Después de ocupado el
suntuoso alcázar de Carlos V, echose mano de la casa de Consejos; y cuando ésta
no pudo contener más gente comenzaron a invadir el asilo de las comunidades
religiosas, acabando a la postre por transformar en cuadras hasta las iglesias
consagradas al culto. En esta conformidad se encontraban las cosas en la
población donde tuvo lugar el suceso que voy a referir, cuando una noche, ya a
hora bastante avanzada, envueltos en sus oscuros capotes de guerra y
ensordeciendo las estrechas y solitarias calles que conducen desde la Puerta
del Sol a Zocodover, con el choque de sus armas y el ruidoso golpear de los
cascos de sus corceles, que sacaban chispas de los pedernales, entraron en la
ciudad hasta unos cien DRAGONES de aquellos altos, arrogantes y
fornidos, de que todavía nos hablan con admiración nuestras abuelas.
Mandaba la fuerza un oficial
bastante joven, el cual iba como a distancia de unos treinta PASOS de su gente hablando a media voz con
otro, también militar a lo que podía colegirse por su traje. éste, que caminaba
a pie delante de su interlocutor, llevando en la mano un farolillo, parecía
seguirle de guía por entre aquel laberinto de calles oscuras, enmarañadas y
revueltas.
-Con verdad -decía el jinete
a su acompañante-, que si el ALOJAMIENTO que se nos prepara es tal y como me lo
pintas, casi, casi sería preferible arrancharnos en el campo o en medio de una
plaza.
-¿Y qué queréis, mi capitán
-contestole el guía, que efectivamente era un sargento aposentador-; en el
alcázar no cabe ya un grano de trigo, cuanto más un hombre; de San Juan de los
Reyes no digamos, porque hay celda de fraile en la que duermen quince húsares.
El convento adonde voy a conduciros no era mal local, pero hará cosa de tres o
cuatro días nos cayó aquí como de las nubes una de las columnas volantes que
recorren la provincia, y gracias que hemos podido conseguir que se amontonen
por los claustros y dejen LIBRE la iglesia.

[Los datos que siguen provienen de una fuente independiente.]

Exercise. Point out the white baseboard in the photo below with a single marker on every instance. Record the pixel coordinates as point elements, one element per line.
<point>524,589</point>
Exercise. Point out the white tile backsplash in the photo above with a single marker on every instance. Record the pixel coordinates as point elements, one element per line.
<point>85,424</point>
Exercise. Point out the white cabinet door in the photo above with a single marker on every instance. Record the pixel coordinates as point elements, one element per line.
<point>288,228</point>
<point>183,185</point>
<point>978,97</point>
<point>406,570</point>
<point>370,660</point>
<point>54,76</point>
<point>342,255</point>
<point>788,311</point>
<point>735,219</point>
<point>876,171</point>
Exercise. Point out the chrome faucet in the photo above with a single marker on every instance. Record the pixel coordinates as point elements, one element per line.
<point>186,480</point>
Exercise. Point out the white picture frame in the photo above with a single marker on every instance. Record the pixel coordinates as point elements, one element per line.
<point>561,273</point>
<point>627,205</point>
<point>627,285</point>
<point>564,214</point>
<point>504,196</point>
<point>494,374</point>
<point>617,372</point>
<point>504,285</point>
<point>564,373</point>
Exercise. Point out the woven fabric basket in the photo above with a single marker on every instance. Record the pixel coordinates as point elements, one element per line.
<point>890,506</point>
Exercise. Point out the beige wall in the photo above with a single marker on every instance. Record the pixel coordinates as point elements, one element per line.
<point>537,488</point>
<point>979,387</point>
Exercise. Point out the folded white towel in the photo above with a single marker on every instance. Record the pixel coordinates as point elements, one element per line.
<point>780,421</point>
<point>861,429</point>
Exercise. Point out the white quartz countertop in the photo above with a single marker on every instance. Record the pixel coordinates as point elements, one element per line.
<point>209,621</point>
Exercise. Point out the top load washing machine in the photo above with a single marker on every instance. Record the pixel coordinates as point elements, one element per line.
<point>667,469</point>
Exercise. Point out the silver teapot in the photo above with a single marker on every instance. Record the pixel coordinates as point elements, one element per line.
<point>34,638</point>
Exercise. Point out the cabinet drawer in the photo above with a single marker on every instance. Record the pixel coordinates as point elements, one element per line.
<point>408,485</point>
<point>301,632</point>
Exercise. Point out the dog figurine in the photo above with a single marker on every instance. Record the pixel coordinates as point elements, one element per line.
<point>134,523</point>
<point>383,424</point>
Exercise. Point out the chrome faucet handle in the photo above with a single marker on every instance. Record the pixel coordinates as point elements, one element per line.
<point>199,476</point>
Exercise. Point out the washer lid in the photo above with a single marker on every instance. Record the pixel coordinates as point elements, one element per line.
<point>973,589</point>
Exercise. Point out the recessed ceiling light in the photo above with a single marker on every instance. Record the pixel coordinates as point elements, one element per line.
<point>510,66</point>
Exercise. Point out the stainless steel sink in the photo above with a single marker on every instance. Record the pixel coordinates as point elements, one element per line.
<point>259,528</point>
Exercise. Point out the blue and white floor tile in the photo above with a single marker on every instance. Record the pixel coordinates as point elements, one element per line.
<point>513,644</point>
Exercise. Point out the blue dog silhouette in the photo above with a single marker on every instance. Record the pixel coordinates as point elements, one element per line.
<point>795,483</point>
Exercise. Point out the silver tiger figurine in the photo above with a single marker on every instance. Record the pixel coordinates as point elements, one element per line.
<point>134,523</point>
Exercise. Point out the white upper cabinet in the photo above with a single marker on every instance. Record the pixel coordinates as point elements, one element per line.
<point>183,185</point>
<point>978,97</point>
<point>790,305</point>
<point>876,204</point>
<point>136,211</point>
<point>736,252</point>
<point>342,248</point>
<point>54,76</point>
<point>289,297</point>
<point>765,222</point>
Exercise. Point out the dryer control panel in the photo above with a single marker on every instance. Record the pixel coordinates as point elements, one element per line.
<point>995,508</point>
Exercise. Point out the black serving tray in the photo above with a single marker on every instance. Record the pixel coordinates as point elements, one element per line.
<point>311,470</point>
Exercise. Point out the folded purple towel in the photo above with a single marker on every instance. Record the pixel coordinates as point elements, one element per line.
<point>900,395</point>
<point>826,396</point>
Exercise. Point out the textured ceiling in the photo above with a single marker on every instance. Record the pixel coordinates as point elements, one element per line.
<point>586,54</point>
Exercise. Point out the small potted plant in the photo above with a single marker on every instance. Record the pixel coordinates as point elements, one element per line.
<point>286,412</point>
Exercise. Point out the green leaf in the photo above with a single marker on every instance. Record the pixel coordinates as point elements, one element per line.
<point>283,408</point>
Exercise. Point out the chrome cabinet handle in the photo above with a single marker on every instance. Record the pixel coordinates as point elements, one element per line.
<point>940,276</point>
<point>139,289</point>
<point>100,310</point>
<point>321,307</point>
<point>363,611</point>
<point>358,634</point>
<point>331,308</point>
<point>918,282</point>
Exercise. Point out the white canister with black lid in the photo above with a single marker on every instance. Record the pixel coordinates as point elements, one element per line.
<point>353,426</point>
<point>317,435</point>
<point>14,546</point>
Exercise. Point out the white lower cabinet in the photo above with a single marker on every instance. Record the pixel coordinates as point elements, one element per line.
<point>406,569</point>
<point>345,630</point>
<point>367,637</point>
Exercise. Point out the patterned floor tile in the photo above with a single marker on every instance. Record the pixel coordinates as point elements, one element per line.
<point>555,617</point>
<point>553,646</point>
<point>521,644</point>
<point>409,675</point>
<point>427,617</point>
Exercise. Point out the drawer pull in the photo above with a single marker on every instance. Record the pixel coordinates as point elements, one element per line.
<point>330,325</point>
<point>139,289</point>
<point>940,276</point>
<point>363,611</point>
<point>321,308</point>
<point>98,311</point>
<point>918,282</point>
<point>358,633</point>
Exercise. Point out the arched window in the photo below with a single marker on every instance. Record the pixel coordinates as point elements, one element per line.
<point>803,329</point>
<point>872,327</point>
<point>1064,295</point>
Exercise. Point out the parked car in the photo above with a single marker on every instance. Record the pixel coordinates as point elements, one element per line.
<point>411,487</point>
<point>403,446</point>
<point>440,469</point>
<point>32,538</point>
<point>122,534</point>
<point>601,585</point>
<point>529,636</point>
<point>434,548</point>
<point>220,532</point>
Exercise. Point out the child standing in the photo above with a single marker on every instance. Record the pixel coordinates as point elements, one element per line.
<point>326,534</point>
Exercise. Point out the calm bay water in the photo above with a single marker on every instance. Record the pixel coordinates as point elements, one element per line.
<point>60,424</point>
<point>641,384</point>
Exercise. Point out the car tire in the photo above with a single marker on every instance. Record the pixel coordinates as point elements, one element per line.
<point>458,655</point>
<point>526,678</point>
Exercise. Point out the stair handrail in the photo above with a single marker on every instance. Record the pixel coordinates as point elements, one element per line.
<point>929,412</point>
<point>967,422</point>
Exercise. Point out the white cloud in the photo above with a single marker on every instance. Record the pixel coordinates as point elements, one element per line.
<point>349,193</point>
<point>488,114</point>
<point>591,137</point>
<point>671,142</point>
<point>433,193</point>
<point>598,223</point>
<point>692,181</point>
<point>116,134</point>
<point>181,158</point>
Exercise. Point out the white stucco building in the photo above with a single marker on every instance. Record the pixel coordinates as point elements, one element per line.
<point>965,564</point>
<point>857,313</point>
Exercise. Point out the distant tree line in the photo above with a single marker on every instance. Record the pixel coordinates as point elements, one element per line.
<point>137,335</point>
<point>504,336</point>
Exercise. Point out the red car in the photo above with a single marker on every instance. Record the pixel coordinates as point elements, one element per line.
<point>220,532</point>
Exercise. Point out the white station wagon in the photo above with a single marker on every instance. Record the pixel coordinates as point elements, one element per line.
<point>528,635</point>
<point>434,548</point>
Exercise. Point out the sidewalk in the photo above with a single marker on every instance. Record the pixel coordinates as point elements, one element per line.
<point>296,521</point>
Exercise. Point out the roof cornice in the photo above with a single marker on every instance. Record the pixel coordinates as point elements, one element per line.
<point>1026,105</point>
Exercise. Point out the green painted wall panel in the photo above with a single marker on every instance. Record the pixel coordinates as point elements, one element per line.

-En fin -exclamó el oficial
después de un corto silencio y como resignándose con el extraño ALOJAMIENTO que la casualidad le deparaba-, más
vale incómodo que ninguno. De todas maneras, si llueve, que no será difícil
según se agrupan las nubes, estamos a cubierto, y algo es algo.
Interrumpida la conversación
en este punto, los jinetes precedidos del guía, siguieron en silencio el camino
adelante hasta llegar a una plazuela, en cuyo fondo se destacaba la negra
silueta del convento con su torre morisca, su campanario de espadaña, su cúpula
ojival y sus tejados de crestas desiguales y oscuras.
-He aquí vuestro alojamiento
-exclamó el aposentador al DIVISARLE y dirigiéndose al capitán, que,
después que hubo mandado hacer alto a la tropa, echó pie a tierra, tomó el
farolillo de manos del guía y se dirigió hacia el punto que éste le señalaba.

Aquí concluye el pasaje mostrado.